At the start of 2024 the 78 year old designer announced that she was training AI to sustain her fashion legacy. With no intention of retiring, but a dedicated interest in the future and longevity of her company, Kamali has begun to think how technology could preserve her artistic merit and skill. Specifically, she intends to distill the spirit of her design into data that can be held indefinitely by a machine. Kamali built her company from scratch, she has spearheaded it for over 50 years, and now she wants that success to be infinite and immortal, in contrast to her mortal and aging body.

In January, Norma Kamali revealed she has been collaborating with Masion Meta to build a tool that will aid her design team in a uniquely new way. The AI tool in question will allow her heirs to draw on her unique creative spirit, and spontaneously create anew. This design tool, like all AI models, draws off a huge data set, and in this instance the tool has been fed all the archival collections of the brand. 

Kamali seems to be insistent that the tool will not replace her protegees and successors, but instead it will strengthen the tapestry of her brand which is so very interlinked with her person. Prompted by text, the machine will curate the best results from the best inputs. The hope is that the machine will help to facilitate design discussions, and almost imitate Norma’s role within this current round table.
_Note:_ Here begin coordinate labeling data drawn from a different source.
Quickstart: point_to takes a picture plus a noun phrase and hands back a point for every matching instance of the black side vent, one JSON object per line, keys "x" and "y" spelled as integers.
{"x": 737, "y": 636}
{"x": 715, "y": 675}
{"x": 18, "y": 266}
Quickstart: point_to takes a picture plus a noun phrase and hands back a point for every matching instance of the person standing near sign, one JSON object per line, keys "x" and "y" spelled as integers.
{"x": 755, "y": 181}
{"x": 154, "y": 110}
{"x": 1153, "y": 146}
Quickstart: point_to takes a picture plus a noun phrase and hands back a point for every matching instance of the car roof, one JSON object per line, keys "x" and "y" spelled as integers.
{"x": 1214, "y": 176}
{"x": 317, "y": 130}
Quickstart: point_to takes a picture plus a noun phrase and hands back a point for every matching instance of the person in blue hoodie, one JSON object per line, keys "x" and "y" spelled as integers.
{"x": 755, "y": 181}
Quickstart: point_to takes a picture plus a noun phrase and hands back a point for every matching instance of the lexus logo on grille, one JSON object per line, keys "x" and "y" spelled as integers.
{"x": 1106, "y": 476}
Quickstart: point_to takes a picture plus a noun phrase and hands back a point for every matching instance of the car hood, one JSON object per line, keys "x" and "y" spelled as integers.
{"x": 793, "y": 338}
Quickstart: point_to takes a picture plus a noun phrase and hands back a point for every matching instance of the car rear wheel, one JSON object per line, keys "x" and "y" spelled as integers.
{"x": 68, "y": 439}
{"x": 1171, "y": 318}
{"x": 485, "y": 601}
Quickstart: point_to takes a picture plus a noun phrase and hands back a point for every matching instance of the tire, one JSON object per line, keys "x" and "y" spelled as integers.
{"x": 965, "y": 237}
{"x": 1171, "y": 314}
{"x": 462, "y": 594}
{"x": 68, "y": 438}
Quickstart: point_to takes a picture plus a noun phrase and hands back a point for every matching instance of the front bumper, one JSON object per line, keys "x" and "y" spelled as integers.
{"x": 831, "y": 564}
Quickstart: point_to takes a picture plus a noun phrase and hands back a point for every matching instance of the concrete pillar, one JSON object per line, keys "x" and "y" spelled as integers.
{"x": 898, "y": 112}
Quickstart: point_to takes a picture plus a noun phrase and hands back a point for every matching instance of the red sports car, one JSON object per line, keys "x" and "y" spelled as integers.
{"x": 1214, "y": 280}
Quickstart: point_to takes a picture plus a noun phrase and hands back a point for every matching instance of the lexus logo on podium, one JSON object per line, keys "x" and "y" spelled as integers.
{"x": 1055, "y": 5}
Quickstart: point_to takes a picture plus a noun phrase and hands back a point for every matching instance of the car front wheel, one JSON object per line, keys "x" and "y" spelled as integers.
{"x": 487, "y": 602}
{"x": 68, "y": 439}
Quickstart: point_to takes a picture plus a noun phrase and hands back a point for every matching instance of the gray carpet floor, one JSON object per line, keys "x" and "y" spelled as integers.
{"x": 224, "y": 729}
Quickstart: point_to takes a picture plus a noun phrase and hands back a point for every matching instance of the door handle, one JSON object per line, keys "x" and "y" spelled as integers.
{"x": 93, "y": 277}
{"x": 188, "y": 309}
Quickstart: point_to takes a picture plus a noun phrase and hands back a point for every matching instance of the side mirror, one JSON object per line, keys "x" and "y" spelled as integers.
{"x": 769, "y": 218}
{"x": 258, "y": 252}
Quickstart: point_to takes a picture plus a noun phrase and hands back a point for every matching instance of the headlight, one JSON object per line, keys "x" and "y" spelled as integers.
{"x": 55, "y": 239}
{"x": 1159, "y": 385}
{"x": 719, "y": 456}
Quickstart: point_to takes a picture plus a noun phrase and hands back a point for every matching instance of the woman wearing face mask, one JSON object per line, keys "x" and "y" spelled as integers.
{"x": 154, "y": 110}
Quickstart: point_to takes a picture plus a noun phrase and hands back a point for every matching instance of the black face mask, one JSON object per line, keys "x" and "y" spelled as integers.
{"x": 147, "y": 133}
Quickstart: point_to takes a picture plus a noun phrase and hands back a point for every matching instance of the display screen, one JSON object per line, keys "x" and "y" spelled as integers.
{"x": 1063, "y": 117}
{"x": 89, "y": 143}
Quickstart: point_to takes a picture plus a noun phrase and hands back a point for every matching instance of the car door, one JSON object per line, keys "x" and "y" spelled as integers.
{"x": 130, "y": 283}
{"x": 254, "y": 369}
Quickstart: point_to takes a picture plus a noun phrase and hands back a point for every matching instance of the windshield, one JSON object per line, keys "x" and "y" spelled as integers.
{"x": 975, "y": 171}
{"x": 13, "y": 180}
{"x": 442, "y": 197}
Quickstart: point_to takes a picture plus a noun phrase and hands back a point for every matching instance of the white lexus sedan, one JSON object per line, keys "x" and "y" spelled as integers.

It seems non-negotiable that such a tool, infused with year upon year of sketch, fabric, and story, will make the legacy of a brand more sturdily interweft with its history and founder. The potential value of a system like this is yet unknown within the fashion industry. The system will act as an almost instantaneous deep dive into the rich historical essence of a brand, allowing designers to spin out new collections that sing to brand roots. As with all tech-led software, human selectivity and preference is omitted, allowing a more random and authentically creative system of ideation. The element of dulled of preferential memory is also eradicated – whilst some designers may focus on remembering the most successful and applauded pieces of the archives, machines will remember the good, the bad and the discontinued. 

It is inevitable that AI will design for fashion houses. It will streamline teams and automate the mundane, but it also won’t necessarily replace jobs. As our world speeds up, this integration is unstoppable and necessary. But, amidst the excitement and heralding of new tech, AI integration into design doesn’t guarantee foolproof success.

There are still lots of muddy questions over the capabilities of AI. Whilst its ability to co-create with humans, and feed off of case histories is remarkable, there are flashing question marks over its ability to be original. 

Is AI able to guide a brand to cruise beautifully over the humps and bumps of modern culture? Will designs cultivated by machine learning, be able to remain relevant, or will they just cyclically rechurn the past? The questions and grievances boil down to whether AI systems, that work to excavate the creativity of the past, will leave fashion houses to become boring and stagnant. Isn’t evolution, and radical unexpected change intrinsic to success stories?

AI might in fact prohibit breakthrough talent from redirecting drowning brand names. As such, it will prohibit these voices from carving out their very own protagonist story lines. We could be entering an era where AI, understood and utilized mostly by those at the top of the game, is used as a barrier to gate keep and cling on to directorial positions. Whilst this may seem a dramatic conclusion, there is definitely some level of truth that stagnancy might run in parallel with increased AI adoption.

In the instance of Norma Kamali, the her AI design tool is planned to be run from an advanced computer hardware system built into her office. This ensures an added level of security versus having it run on the cloud. This decision leads us to question whether incorporating such richly data-fed AI into creative teams poses a threat to creative confidentiality. If we are entering an era where creativity becomes extracted and concentrated into an online system, surely we are building a world where creativity can be hacked, blocked and wiped. 

AI can’t instill a personal workplace culture, become a socialite and a persona, or foster a brand sentiment and story with the same energy that a physical person can. Whilst we can try to download ideas and passion from the human body, and re-inserting them into a machine, there is definitely a ripple effect in removing the physical person from the brand landscape. This is something fashion houses and teams will have to learn to learn to navigate as our processes of fashion become ever changed.